Jul 10 2006 / Los Angeles, CA
The Magnificent South Central Seven

Writer/producer Larry Clark is rocking the silver screen again, this time with Wassup Rockers, which comes off as a skate video cleverly disguised as the odyssey of seven punk-rocking Latino skater-kids from South Central crossing social and racial boundaries throughout L.A.

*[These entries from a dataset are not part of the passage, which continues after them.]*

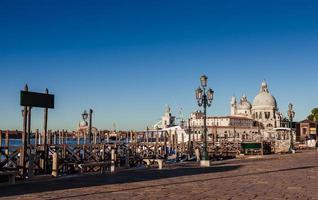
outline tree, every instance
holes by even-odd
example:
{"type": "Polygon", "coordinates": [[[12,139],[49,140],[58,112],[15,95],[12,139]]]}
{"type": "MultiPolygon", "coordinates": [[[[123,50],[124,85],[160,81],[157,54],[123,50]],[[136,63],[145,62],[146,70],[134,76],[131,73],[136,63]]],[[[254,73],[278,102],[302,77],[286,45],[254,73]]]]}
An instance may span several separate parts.
{"type": "Polygon", "coordinates": [[[314,108],[311,111],[311,114],[307,117],[310,121],[318,121],[318,108],[314,108]]]}

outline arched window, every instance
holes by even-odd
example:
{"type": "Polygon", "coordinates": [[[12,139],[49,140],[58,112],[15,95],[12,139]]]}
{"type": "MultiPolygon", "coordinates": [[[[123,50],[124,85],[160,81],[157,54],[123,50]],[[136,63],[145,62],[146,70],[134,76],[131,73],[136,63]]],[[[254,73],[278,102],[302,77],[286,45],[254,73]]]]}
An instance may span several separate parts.
{"type": "Polygon", "coordinates": [[[266,118],[266,119],[269,119],[270,116],[271,116],[271,113],[270,113],[270,112],[265,112],[265,118],[266,118]]]}

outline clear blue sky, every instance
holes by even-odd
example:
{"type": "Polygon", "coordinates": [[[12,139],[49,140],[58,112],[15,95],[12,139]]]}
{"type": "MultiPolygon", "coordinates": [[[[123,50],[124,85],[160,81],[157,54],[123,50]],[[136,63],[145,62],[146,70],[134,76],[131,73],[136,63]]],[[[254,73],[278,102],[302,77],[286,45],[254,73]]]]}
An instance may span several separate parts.
{"type": "Polygon", "coordinates": [[[233,94],[252,101],[266,79],[301,120],[318,106],[317,11],[314,0],[1,1],[0,128],[21,129],[28,83],[56,95],[51,129],[76,128],[88,108],[97,128],[143,129],[166,104],[197,109],[201,74],[215,90],[210,115],[227,115],[233,94]]]}

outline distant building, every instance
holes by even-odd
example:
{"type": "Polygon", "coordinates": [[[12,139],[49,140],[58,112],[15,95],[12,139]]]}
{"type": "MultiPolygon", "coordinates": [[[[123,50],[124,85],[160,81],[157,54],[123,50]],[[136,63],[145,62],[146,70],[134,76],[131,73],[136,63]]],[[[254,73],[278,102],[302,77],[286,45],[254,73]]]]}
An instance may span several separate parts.
{"type": "Polygon", "coordinates": [[[308,119],[299,122],[299,129],[297,131],[297,137],[299,141],[305,141],[309,139],[316,139],[318,123],[310,121],[308,119]]]}
{"type": "MultiPolygon", "coordinates": [[[[203,136],[203,113],[196,111],[191,114],[190,127],[195,140],[203,136]]],[[[254,120],[244,116],[207,117],[207,128],[210,139],[219,140],[253,140],[259,128],[254,120]]]]}
{"type": "Polygon", "coordinates": [[[171,114],[170,106],[166,106],[164,115],[161,117],[161,120],[156,123],[154,129],[164,129],[175,126],[176,117],[171,114]]]}
{"type": "MultiPolygon", "coordinates": [[[[267,139],[281,127],[282,115],[278,112],[277,102],[269,92],[268,85],[262,82],[259,94],[251,104],[246,95],[239,102],[232,97],[230,116],[207,117],[210,137],[220,140],[258,140],[267,139]]],[[[199,138],[203,133],[203,113],[195,111],[191,114],[190,126],[199,138]]]]}

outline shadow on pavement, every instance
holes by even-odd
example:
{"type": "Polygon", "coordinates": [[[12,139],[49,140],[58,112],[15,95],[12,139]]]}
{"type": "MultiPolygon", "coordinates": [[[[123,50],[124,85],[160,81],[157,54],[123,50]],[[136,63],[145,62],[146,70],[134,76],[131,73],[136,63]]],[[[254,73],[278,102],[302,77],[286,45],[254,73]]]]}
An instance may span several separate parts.
{"type": "MultiPolygon", "coordinates": [[[[200,174],[210,174],[217,172],[226,172],[239,169],[235,166],[216,166],[210,168],[177,168],[166,170],[132,170],[122,171],[114,175],[87,175],[72,178],[59,178],[49,181],[29,182],[12,186],[0,187],[0,197],[15,195],[25,195],[39,192],[50,192],[66,189],[75,189],[92,186],[102,186],[111,184],[132,183],[140,181],[159,180],[164,178],[174,178],[181,176],[191,176],[200,174]]],[[[69,194],[76,195],[76,194],[69,194]]],[[[83,195],[81,195],[83,196],[83,195]]],[[[76,196],[70,196],[76,197],[76,196]]]]}
{"type": "MultiPolygon", "coordinates": [[[[228,166],[230,167],[230,166],[228,166]]],[[[232,166],[234,168],[240,168],[240,166],[232,166]]],[[[214,177],[214,178],[205,178],[205,179],[199,179],[199,180],[192,180],[192,181],[172,181],[169,185],[181,185],[185,183],[196,183],[196,182],[205,182],[205,181],[211,181],[211,180],[217,180],[220,181],[220,179],[226,179],[226,178],[237,178],[237,177],[245,177],[245,176],[255,176],[255,175],[266,175],[270,173],[279,173],[279,172],[288,172],[288,171],[294,171],[294,170],[303,170],[303,169],[312,169],[317,168],[318,166],[305,166],[305,167],[297,167],[297,168],[287,168],[287,169],[279,169],[279,170],[271,170],[271,171],[264,171],[264,172],[254,172],[254,173],[245,173],[245,174],[239,174],[239,175],[228,175],[228,176],[220,176],[220,177],[214,177]]],[[[234,169],[235,170],[235,169],[234,169]]],[[[225,170],[226,171],[226,170],[225,170]]],[[[230,171],[230,170],[228,170],[230,171]]],[[[221,171],[222,172],[222,171],[221,171]]],[[[188,174],[191,175],[191,174],[188,174]]],[[[165,177],[169,178],[169,177],[165,177]]],[[[129,192],[133,190],[142,190],[147,189],[149,187],[162,187],[162,186],[169,186],[167,184],[151,184],[151,185],[145,185],[141,187],[133,187],[133,188],[126,188],[126,189],[119,189],[119,190],[112,190],[112,191],[100,191],[98,194],[108,194],[108,193],[114,193],[114,192],[129,192]]],[[[76,198],[76,197],[83,197],[83,196],[91,196],[96,194],[95,192],[91,193],[85,193],[85,194],[70,194],[68,196],[64,196],[63,198],[76,198]]],[[[60,198],[51,198],[50,200],[58,200],[60,198]]]]}

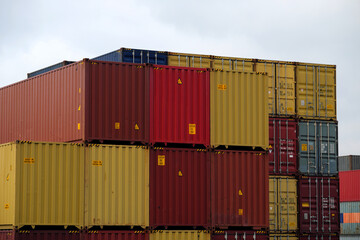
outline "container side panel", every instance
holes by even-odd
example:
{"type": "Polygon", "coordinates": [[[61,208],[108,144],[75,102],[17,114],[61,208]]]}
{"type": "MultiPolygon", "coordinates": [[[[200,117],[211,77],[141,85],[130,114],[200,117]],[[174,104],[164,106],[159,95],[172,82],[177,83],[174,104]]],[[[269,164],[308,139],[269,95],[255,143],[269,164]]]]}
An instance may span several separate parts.
{"type": "Polygon", "coordinates": [[[254,62],[245,58],[228,58],[220,56],[211,57],[211,68],[225,71],[254,71],[254,62]]]}
{"type": "Polygon", "coordinates": [[[276,64],[277,114],[295,115],[295,65],[276,64]]]}
{"type": "Polygon", "coordinates": [[[338,157],[339,171],[350,171],[351,169],[351,156],[338,157]]]}
{"type": "Polygon", "coordinates": [[[210,225],[208,160],[191,149],[150,150],[150,227],[210,225]]]}
{"type": "Polygon", "coordinates": [[[210,144],[209,72],[150,66],[150,142],[210,144]]]}
{"type": "Polygon", "coordinates": [[[0,231],[0,240],[78,240],[79,231],[67,230],[4,230],[0,231]]]}
{"type": "Polygon", "coordinates": [[[360,202],[341,202],[340,213],[343,216],[341,234],[360,235],[360,202]]]}
{"type": "Polygon", "coordinates": [[[149,150],[86,148],[85,225],[149,226],[149,150]]]}
{"type": "Polygon", "coordinates": [[[340,240],[359,240],[360,234],[358,235],[340,235],[340,240]]]}
{"type": "Polygon", "coordinates": [[[211,68],[211,57],[210,55],[169,52],[168,64],[175,67],[211,68]]]}
{"type": "Polygon", "coordinates": [[[149,233],[145,231],[94,230],[83,236],[83,240],[149,240],[149,233]]]}
{"type": "Polygon", "coordinates": [[[296,234],[270,234],[270,240],[298,240],[296,234]]]}
{"type": "Polygon", "coordinates": [[[316,68],[315,66],[296,67],[297,115],[314,118],[316,115],[316,68]]]}
{"type": "Polygon", "coordinates": [[[340,201],[360,201],[360,170],[344,171],[339,173],[340,201]]]}
{"type": "Polygon", "coordinates": [[[51,65],[51,66],[49,66],[49,67],[45,67],[45,68],[39,69],[39,70],[37,70],[37,71],[28,73],[28,74],[27,74],[27,77],[28,77],[28,78],[32,78],[32,77],[35,77],[35,76],[37,76],[37,75],[40,75],[40,74],[43,74],[43,73],[46,73],[46,72],[50,72],[50,71],[52,71],[52,70],[61,68],[61,67],[63,67],[63,66],[66,66],[66,65],[69,65],[69,64],[72,64],[72,63],[74,63],[74,62],[73,62],[73,61],[62,61],[62,62],[60,62],[60,63],[51,65]]]}
{"type": "Polygon", "coordinates": [[[268,76],[268,107],[269,107],[269,115],[273,116],[276,115],[276,85],[275,85],[275,71],[276,71],[276,64],[273,62],[256,62],[255,63],[255,70],[256,72],[263,72],[267,73],[268,76]]]}
{"type": "Polygon", "coordinates": [[[322,178],[320,184],[320,212],[322,216],[320,233],[336,233],[340,231],[339,180],[322,178]]]}
{"type": "Polygon", "coordinates": [[[123,62],[168,65],[166,52],[122,48],[121,54],[123,62]]]}
{"type": "Polygon", "coordinates": [[[17,148],[15,226],[82,226],[83,146],[19,143],[17,148]]]}
{"type": "Polygon", "coordinates": [[[211,146],[267,149],[267,77],[236,71],[211,71],[211,146]]]}
{"type": "MultiPolygon", "coordinates": [[[[259,231],[260,232],[260,231],[259,231]]],[[[269,236],[256,231],[219,231],[216,230],[211,235],[211,240],[269,240],[269,236]]]]}
{"type": "Polygon", "coordinates": [[[86,138],[148,141],[149,85],[145,66],[90,62],[86,138]]]}
{"type": "Polygon", "coordinates": [[[211,234],[204,231],[152,231],[150,232],[150,240],[210,240],[211,234]]]}
{"type": "Polygon", "coordinates": [[[317,67],[317,115],[324,119],[336,120],[336,69],[317,67]]]}
{"type": "Polygon", "coordinates": [[[121,50],[112,51],[101,56],[95,57],[95,61],[121,62],[121,50]]]}
{"type": "Polygon", "coordinates": [[[212,152],[212,226],[267,228],[268,184],[265,152],[212,152]]]}
{"type": "Polygon", "coordinates": [[[306,175],[318,174],[317,127],[314,121],[299,122],[299,171],[306,175]]]}
{"type": "Polygon", "coordinates": [[[0,143],[82,140],[85,86],[82,63],[0,89],[0,143]]]}
{"type": "Polygon", "coordinates": [[[337,124],[318,123],[319,173],[324,176],[338,174],[337,124]]]}

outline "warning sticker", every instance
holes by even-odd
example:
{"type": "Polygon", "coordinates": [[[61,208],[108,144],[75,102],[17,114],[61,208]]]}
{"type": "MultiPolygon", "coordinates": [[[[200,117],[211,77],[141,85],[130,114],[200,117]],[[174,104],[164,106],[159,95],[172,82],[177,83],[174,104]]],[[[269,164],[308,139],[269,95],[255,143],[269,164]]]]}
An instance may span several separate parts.
{"type": "Polygon", "coordinates": [[[218,84],[217,87],[218,87],[218,90],[226,90],[226,88],[227,88],[226,84],[218,84]]]}
{"type": "Polygon", "coordinates": [[[120,123],[119,122],[115,123],[115,129],[120,129],[120,123]]]}
{"type": "Polygon", "coordinates": [[[195,135],[196,134],[196,124],[190,123],[189,124],[189,134],[195,135]]]}
{"type": "Polygon", "coordinates": [[[165,166],[165,155],[158,155],[158,165],[165,166]]]}
{"type": "Polygon", "coordinates": [[[135,130],[139,130],[139,125],[137,125],[137,123],[135,123],[135,130]]]}
{"type": "Polygon", "coordinates": [[[332,104],[327,105],[327,109],[333,109],[333,108],[334,108],[334,106],[332,104]]]}
{"type": "Polygon", "coordinates": [[[309,205],[308,202],[304,202],[304,203],[302,204],[302,206],[303,206],[303,207],[310,207],[310,205],[309,205]]]}
{"type": "Polygon", "coordinates": [[[181,170],[179,170],[178,175],[179,175],[179,177],[182,177],[183,174],[182,174],[181,170]]]}
{"type": "Polygon", "coordinates": [[[35,163],[35,159],[34,158],[24,158],[24,163],[35,163]]]}
{"type": "Polygon", "coordinates": [[[80,130],[80,123],[78,123],[78,130],[80,130]]]}
{"type": "Polygon", "coordinates": [[[180,79],[180,78],[178,79],[178,81],[177,81],[177,82],[178,82],[178,84],[179,84],[179,85],[181,85],[181,84],[182,84],[182,81],[181,81],[181,79],[180,79]]]}
{"type": "Polygon", "coordinates": [[[300,103],[301,103],[301,106],[305,106],[305,101],[304,100],[301,100],[300,103]]]}
{"type": "Polygon", "coordinates": [[[242,195],[243,195],[242,191],[241,191],[241,190],[239,190],[239,196],[242,196],[242,195]]]}
{"type": "Polygon", "coordinates": [[[307,144],[301,144],[301,151],[307,152],[307,144]]]}
{"type": "Polygon", "coordinates": [[[102,166],[102,161],[101,160],[93,160],[92,165],[93,166],[102,166]]]}
{"type": "Polygon", "coordinates": [[[5,209],[9,209],[9,207],[10,207],[9,204],[6,203],[6,204],[5,204],[5,209]]]}
{"type": "Polygon", "coordinates": [[[335,153],[335,143],[330,143],[330,153],[334,154],[335,153]]]}
{"type": "Polygon", "coordinates": [[[78,107],[78,111],[80,111],[81,110],[81,105],[79,105],[79,107],[78,107]]]}
{"type": "Polygon", "coordinates": [[[242,208],[239,209],[239,215],[243,215],[244,214],[244,210],[242,208]]]}

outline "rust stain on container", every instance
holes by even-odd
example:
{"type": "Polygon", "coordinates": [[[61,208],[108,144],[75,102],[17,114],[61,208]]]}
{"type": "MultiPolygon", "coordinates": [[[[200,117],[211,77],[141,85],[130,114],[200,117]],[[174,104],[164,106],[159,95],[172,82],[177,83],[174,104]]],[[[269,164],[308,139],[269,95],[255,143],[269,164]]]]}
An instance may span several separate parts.
{"type": "Polygon", "coordinates": [[[82,240],[149,240],[147,231],[133,230],[88,230],[82,240]]]}
{"type": "Polygon", "coordinates": [[[244,231],[244,230],[215,230],[211,234],[212,240],[268,240],[269,237],[265,231],[244,231]]]}
{"type": "Polygon", "coordinates": [[[79,240],[78,230],[0,230],[0,240],[79,240]]]}

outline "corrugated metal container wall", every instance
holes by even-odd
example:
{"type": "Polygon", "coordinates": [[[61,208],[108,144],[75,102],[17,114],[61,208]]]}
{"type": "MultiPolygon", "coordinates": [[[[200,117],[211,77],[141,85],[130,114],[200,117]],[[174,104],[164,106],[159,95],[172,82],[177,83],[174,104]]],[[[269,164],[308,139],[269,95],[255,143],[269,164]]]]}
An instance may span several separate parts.
{"type": "Polygon", "coordinates": [[[73,230],[0,230],[0,240],[79,240],[73,230]]]}
{"type": "Polygon", "coordinates": [[[43,74],[43,73],[46,73],[46,72],[50,72],[52,70],[61,68],[63,66],[66,66],[66,65],[69,65],[69,64],[72,64],[72,63],[74,63],[74,61],[62,61],[62,62],[56,63],[54,65],[51,65],[49,67],[45,67],[45,68],[39,69],[37,71],[28,73],[27,78],[35,77],[37,75],[40,75],[40,74],[43,74]]]}
{"type": "Polygon", "coordinates": [[[336,66],[299,64],[296,82],[299,117],[336,120],[336,66]]]}
{"type": "Polygon", "coordinates": [[[255,71],[268,75],[269,115],[295,116],[295,65],[257,60],[255,71]]]}
{"type": "Polygon", "coordinates": [[[296,234],[270,234],[270,240],[298,240],[296,234]]]}
{"type": "Polygon", "coordinates": [[[209,72],[202,68],[149,68],[150,143],[209,146],[209,72]]]}
{"type": "Polygon", "coordinates": [[[150,150],[150,227],[210,225],[208,152],[150,150]]]}
{"type": "Polygon", "coordinates": [[[89,230],[82,235],[82,240],[149,240],[148,232],[133,230],[89,230]]]}
{"type": "Polygon", "coordinates": [[[84,139],[147,142],[149,84],[145,65],[85,61],[85,66],[84,139]]]}
{"type": "Polygon", "coordinates": [[[360,235],[340,235],[340,240],[359,240],[360,235]]]}
{"type": "Polygon", "coordinates": [[[211,152],[212,227],[267,228],[268,179],[265,152],[211,152]]]}
{"type": "Polygon", "coordinates": [[[211,56],[211,68],[225,71],[254,71],[254,61],[246,58],[211,56]]]}
{"type": "Polygon", "coordinates": [[[86,148],[85,226],[149,226],[149,150],[86,148]]]}
{"type": "Polygon", "coordinates": [[[84,79],[85,64],[74,63],[0,89],[0,143],[83,139],[84,79]]]}
{"type": "Polygon", "coordinates": [[[339,180],[329,177],[300,177],[300,233],[336,233],[339,223],[339,180]]]}
{"type": "Polygon", "coordinates": [[[337,175],[337,123],[300,121],[298,125],[299,171],[307,175],[337,175]]]}
{"type": "Polygon", "coordinates": [[[214,231],[211,240],[269,240],[265,231],[214,231]]]}
{"type": "Polygon", "coordinates": [[[292,119],[269,118],[270,174],[297,173],[297,122],[292,119]]]}
{"type": "Polygon", "coordinates": [[[269,223],[272,232],[296,232],[297,180],[295,177],[270,176],[269,223]]]}
{"type": "Polygon", "coordinates": [[[360,235],[360,202],[340,203],[340,233],[360,235]]]}
{"type": "Polygon", "coordinates": [[[83,225],[82,145],[3,144],[0,157],[1,228],[83,225]]]}
{"type": "Polygon", "coordinates": [[[360,156],[349,155],[338,157],[339,171],[360,170],[360,156]]]}
{"type": "Polygon", "coordinates": [[[93,60],[167,65],[167,53],[142,49],[121,48],[93,58],[93,60]]]}
{"type": "Polygon", "coordinates": [[[339,240],[339,236],[337,234],[302,234],[300,235],[299,240],[339,240]]]}
{"type": "Polygon", "coordinates": [[[360,170],[339,172],[340,201],[360,201],[360,170]]]}
{"type": "Polygon", "coordinates": [[[175,67],[211,68],[211,56],[169,52],[168,64],[175,67]]]}
{"type": "Polygon", "coordinates": [[[211,146],[267,149],[267,76],[251,72],[210,72],[211,146]]]}
{"type": "Polygon", "coordinates": [[[155,230],[150,231],[150,240],[210,240],[209,231],[155,230]]]}

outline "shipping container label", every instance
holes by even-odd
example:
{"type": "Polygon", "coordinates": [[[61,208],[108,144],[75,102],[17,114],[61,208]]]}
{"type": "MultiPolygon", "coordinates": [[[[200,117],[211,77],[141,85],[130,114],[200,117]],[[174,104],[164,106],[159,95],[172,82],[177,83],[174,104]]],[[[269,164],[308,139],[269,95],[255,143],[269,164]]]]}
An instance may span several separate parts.
{"type": "Polygon", "coordinates": [[[327,109],[333,109],[333,108],[334,108],[333,105],[331,105],[331,104],[328,104],[328,105],[327,105],[327,109]]]}
{"type": "Polygon", "coordinates": [[[34,158],[24,158],[24,163],[29,163],[29,164],[35,163],[35,159],[34,158]]]}
{"type": "Polygon", "coordinates": [[[307,144],[301,144],[301,151],[303,152],[307,151],[307,144]]]}
{"type": "Polygon", "coordinates": [[[139,125],[137,125],[137,123],[135,123],[135,130],[139,130],[139,125]]]}
{"type": "Polygon", "coordinates": [[[158,155],[158,165],[165,166],[165,155],[158,155]]]}
{"type": "Polygon", "coordinates": [[[321,153],[327,153],[327,143],[321,143],[321,153]]]}
{"type": "Polygon", "coordinates": [[[195,135],[196,134],[196,124],[189,124],[189,134],[190,135],[195,135]]]}
{"type": "Polygon", "coordinates": [[[244,209],[240,208],[239,209],[239,215],[242,216],[244,214],[244,209]]]}
{"type": "Polygon", "coordinates": [[[217,88],[218,88],[218,90],[226,90],[227,86],[226,86],[226,84],[218,84],[217,88]]]}
{"type": "Polygon", "coordinates": [[[310,205],[309,205],[308,202],[304,202],[304,203],[302,204],[302,207],[310,207],[310,205]]]}
{"type": "Polygon", "coordinates": [[[182,177],[183,174],[182,174],[181,170],[179,170],[178,175],[179,175],[179,177],[182,177]]]}
{"type": "Polygon", "coordinates": [[[6,204],[5,204],[5,209],[9,209],[9,207],[10,207],[9,204],[6,203],[6,204]]]}
{"type": "Polygon", "coordinates": [[[78,107],[78,111],[80,111],[81,110],[81,105],[79,105],[79,107],[78,107]]]}
{"type": "Polygon", "coordinates": [[[7,176],[6,176],[6,181],[8,182],[10,180],[10,175],[8,174],[7,176]]]}
{"type": "Polygon", "coordinates": [[[79,88],[79,93],[81,93],[81,88],[79,88]]]}
{"type": "Polygon", "coordinates": [[[241,190],[239,190],[239,196],[242,196],[242,195],[243,195],[242,191],[241,191],[241,190]]]}
{"type": "Polygon", "coordinates": [[[80,130],[80,123],[77,124],[77,128],[78,128],[78,130],[80,130]]]}
{"type": "Polygon", "coordinates": [[[101,160],[93,160],[92,165],[93,166],[102,166],[102,161],[101,160]]]}
{"type": "Polygon", "coordinates": [[[305,106],[305,100],[301,100],[301,106],[305,106]]]}
{"type": "Polygon", "coordinates": [[[335,154],[335,143],[330,143],[330,153],[335,154]]]}
{"type": "Polygon", "coordinates": [[[119,122],[115,123],[115,129],[120,129],[120,123],[119,122]]]}
{"type": "Polygon", "coordinates": [[[181,81],[180,78],[177,80],[177,83],[178,83],[179,85],[182,85],[182,81],[181,81]]]}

Wassup feels like a documentary, looks like a skate video, but sounds like fiction. The funny thing is it’s not really fiction. At least, not in the strictest sense of the word. Much of the script for Wassup was written straight from the Rockers’ true lives. The resulting story is a fragmentary reflection of South Central reality that rings truer than other skate films like last year’s nostalgic Lords of Dogtown.
 
The Rockers essentially play their real life personas in Wassup. They’re not actors, or at least they weren’t before Clark found them skating in a park one day. So they don’t act like actors in the film. They act like real people. Much of the dialogue wasn’t even scripted – just outlined. And they pull it off. Wassup doesn’t feel like an ad-libbed home video. It feels authentic. A little disjointed maybe, but authentic.
 
Wassup starts with real footage of the main character Jonathan, and his friends, being interviewed for the film during the initial casting process. Jonathan tells of his real life experiences including his adolescent sex-capades, how he and friends got into skating and punk music. They’re true-to-life stories then roughly form the premise of the rest of the film. And that’s what’s so interesting about Clark’s style of filmmaking. He grabs a chunk of reality and then sculpts it just enough to pass as cinema. While some view his work as sloppy, others view it as hands-off or passive filmmaking. He calls it stream of consciousness.
 
Our 15 year-old protagonist’s story begins when he and six of his closest skate friends take-off on a 24-hour skateboard journey out of the barrio and into Beverly Hills where they dodge racist cops, skate the famed Beverly Hills High Nine Steps, get picked up by young rich girls, taken into young rich girls’ bedrooms, chased out of young rich girls’ bedrooms by young rich girls’ boyfriends and through countless backyards – all of which leads them back home to the relative safety of the South Central ‘hood.
 
There’s almost a western frontier quality to Wassup that hearkens back to old Clint Eastwood flicks. It’s like these kids are blazing a new trail in a savage world. In fact, a Clint Eastwood look-alike shows up toward the end wielding a pistol and firing at the boys for trespassing. And as the seven noble skaters ride side-by-side fighting for the right to be individuals, righteous and free, you can’t help but remember scenes from the classic western The Magnificent Seven. You’ll also see many similarities to The Warriors, one of Clark’s favorite films, where gang members try to get home by traveling through other gangs’ territories one at a time.
 
Films about skaters usually cast them as social rebels steeped in some level of criminality. Wassup Rockers refreshes that stereotype a bit. In Wassup, the Rockers are still social rebels, but instead of rebelling against a system of relative order and justice they rebel against the survival-of-the-fittest system of the South Central ghetto. The black and Mexican homies in their neighborhood look at the Rockers as the freaks, even though they’re essentially good kids. They don’t do drugs. They don’t drink. But, while they do rebel against the gangsta lifestyle, they’re not looking to escape the ‘hood. They just want to be themselves, skate, rock the tight pants, and play punk music.
 
Wassup Rockers is not your typical teen flick. Larry Clark doesn’t make typical teen flicks. Anyone who has seen his 1996 film Kids knows that. So, if you’re looking for Final Destination 12, this ain’t it. But, if you’re looking for an engaging story about skaters in the ‘hood – with some pretty good skating in it, I might add – then keep your eyes peeled on theaters near you.